Un projet déficitaire qui divise
La préfète Sophie Brocas a réuni les maires de Bordeaux, Bègles et Floirac pour présenter un rapport d’audit peu rassurant : l’opération Euratlantique accumule des déficits importants. Un constat qui aurait pu sonner l’alarme. Pourtant, les élus locaux ont choisi de faire bloc pour défendre ce chantier auprès de l’État.
Ce spectacle de l’union derrière un projet en difficulté mérite qu’on s’y arrête. Car les contribuables de Nouvelle-Aquitaine en ont le droit : c’est de leur argent qu’il s’agit.
L’union sacrée des maires face à Paris
Bordelais, Bègles et Floirac affichent leur détermination commune. L’ensemble des collectivités, comme la préfecture, ont rappelé leur attachement au projet. Le message est clair : Euratlantique reste une priorité territoriale, déficit ou pas.
Cette mobilisation collective pose une question majeure pour les responsables publics locaux : jusqu’où défendre un projet quand les chiffres deviennent rouges ? La proximité avec l’État central, c’est aussi le devoir de rendre des comptes aux habitants qui financent.
Transparence et contrôle : ce que réclament les Aquitains
Les Français de cette région ne demandent pas l’arrêt systématique des grands projets. Ils demandent de la clarté. Quel est l’ampleur réelle du déficit ? Quels sont les responsabilités de chacun ? Comment éviter que ce scénario se répète ?
Euratlantique doit poursuivre sa transformation de Bordeaux, certes.
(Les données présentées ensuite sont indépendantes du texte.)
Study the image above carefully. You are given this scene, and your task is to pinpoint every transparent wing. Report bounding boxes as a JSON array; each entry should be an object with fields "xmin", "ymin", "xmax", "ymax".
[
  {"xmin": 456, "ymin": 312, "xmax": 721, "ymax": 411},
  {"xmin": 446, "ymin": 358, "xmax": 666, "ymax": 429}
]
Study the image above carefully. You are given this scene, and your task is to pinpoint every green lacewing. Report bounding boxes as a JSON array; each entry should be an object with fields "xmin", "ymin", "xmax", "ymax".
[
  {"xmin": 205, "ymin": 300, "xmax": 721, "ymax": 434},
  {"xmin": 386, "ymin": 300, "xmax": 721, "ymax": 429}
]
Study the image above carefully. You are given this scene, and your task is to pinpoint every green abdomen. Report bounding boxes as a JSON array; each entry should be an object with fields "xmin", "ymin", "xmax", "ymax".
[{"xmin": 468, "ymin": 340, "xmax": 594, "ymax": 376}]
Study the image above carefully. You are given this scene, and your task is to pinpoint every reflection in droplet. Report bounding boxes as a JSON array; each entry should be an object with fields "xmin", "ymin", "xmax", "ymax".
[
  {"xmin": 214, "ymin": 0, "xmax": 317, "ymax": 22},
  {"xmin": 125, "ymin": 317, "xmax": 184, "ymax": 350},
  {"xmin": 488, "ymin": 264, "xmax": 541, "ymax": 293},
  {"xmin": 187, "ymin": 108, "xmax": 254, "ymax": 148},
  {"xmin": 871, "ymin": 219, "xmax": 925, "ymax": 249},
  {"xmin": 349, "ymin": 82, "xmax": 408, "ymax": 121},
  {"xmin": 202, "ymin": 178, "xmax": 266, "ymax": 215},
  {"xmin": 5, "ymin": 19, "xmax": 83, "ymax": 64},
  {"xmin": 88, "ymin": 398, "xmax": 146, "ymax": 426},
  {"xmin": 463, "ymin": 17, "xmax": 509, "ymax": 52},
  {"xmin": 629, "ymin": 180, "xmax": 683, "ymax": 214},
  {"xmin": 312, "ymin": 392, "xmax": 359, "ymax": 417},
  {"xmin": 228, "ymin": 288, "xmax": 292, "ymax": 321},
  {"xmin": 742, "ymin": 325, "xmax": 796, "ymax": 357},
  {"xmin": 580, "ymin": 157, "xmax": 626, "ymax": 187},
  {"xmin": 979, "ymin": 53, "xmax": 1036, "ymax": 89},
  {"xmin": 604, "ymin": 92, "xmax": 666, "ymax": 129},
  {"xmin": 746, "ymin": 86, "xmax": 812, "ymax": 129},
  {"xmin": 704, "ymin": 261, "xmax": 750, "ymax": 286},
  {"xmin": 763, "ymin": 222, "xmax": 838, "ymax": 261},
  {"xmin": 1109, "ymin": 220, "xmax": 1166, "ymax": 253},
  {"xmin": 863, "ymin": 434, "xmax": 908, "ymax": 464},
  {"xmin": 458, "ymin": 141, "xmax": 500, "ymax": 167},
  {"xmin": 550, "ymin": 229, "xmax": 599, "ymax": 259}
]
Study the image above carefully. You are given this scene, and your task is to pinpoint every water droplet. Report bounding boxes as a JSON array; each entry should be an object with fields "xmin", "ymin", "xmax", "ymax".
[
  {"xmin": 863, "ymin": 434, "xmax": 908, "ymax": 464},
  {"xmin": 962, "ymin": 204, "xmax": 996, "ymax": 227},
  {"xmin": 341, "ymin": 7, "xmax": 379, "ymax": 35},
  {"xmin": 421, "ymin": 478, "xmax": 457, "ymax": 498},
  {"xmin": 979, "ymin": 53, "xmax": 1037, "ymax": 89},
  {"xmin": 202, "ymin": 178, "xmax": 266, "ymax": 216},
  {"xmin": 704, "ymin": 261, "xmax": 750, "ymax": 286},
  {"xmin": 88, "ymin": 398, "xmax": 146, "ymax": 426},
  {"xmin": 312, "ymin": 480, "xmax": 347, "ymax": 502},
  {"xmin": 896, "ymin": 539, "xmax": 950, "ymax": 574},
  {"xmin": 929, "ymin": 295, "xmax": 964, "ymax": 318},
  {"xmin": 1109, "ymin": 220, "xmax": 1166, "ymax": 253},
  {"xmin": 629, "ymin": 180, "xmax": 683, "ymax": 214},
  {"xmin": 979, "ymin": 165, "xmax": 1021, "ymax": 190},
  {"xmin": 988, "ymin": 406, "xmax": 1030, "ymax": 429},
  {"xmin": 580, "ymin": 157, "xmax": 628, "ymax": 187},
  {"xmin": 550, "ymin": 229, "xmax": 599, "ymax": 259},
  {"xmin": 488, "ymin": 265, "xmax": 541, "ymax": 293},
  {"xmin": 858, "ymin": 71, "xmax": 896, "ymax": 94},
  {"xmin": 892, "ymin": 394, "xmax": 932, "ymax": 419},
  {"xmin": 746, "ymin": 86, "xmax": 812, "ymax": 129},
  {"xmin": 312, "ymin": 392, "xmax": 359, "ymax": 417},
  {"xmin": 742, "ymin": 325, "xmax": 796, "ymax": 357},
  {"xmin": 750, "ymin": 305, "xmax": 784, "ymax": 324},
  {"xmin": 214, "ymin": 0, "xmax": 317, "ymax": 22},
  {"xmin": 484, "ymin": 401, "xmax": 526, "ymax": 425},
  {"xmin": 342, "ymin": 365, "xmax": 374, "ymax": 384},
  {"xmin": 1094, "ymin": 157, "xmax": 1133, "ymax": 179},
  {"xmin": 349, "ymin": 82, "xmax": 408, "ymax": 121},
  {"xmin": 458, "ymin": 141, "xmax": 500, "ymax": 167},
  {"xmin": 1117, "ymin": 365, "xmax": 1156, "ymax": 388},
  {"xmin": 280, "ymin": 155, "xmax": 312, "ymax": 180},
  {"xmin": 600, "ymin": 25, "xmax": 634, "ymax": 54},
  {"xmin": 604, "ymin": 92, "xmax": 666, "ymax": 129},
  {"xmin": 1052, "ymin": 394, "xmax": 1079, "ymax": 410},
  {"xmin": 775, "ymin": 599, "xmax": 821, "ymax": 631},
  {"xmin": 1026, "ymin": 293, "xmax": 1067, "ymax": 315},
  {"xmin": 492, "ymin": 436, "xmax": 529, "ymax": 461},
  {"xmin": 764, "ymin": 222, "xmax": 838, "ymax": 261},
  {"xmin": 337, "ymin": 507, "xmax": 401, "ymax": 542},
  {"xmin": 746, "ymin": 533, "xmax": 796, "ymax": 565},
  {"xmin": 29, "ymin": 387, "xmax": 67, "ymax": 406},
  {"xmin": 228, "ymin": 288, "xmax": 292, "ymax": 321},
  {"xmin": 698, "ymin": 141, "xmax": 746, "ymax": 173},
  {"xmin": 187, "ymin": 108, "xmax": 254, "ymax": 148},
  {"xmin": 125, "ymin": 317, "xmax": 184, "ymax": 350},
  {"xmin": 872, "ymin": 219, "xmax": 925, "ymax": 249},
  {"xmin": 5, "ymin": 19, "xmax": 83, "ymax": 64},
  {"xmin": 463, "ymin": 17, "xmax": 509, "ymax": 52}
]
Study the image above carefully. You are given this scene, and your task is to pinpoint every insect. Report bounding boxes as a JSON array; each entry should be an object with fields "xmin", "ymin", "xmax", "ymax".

Mais pas en silence, et pas sans que les contribuables sachent précisément où va leur argent. Les maires défendent leur territoire : c’est leur rôle. Reste à l’État de veiller à ce que cette défense ne devienne jamais une échappatoire à la rigueur financière.
La présence du rapport d’audit, c’est déjà un pas. Encore faut-il que ses conclusions soient entièrement accessibles et débattues publiquement.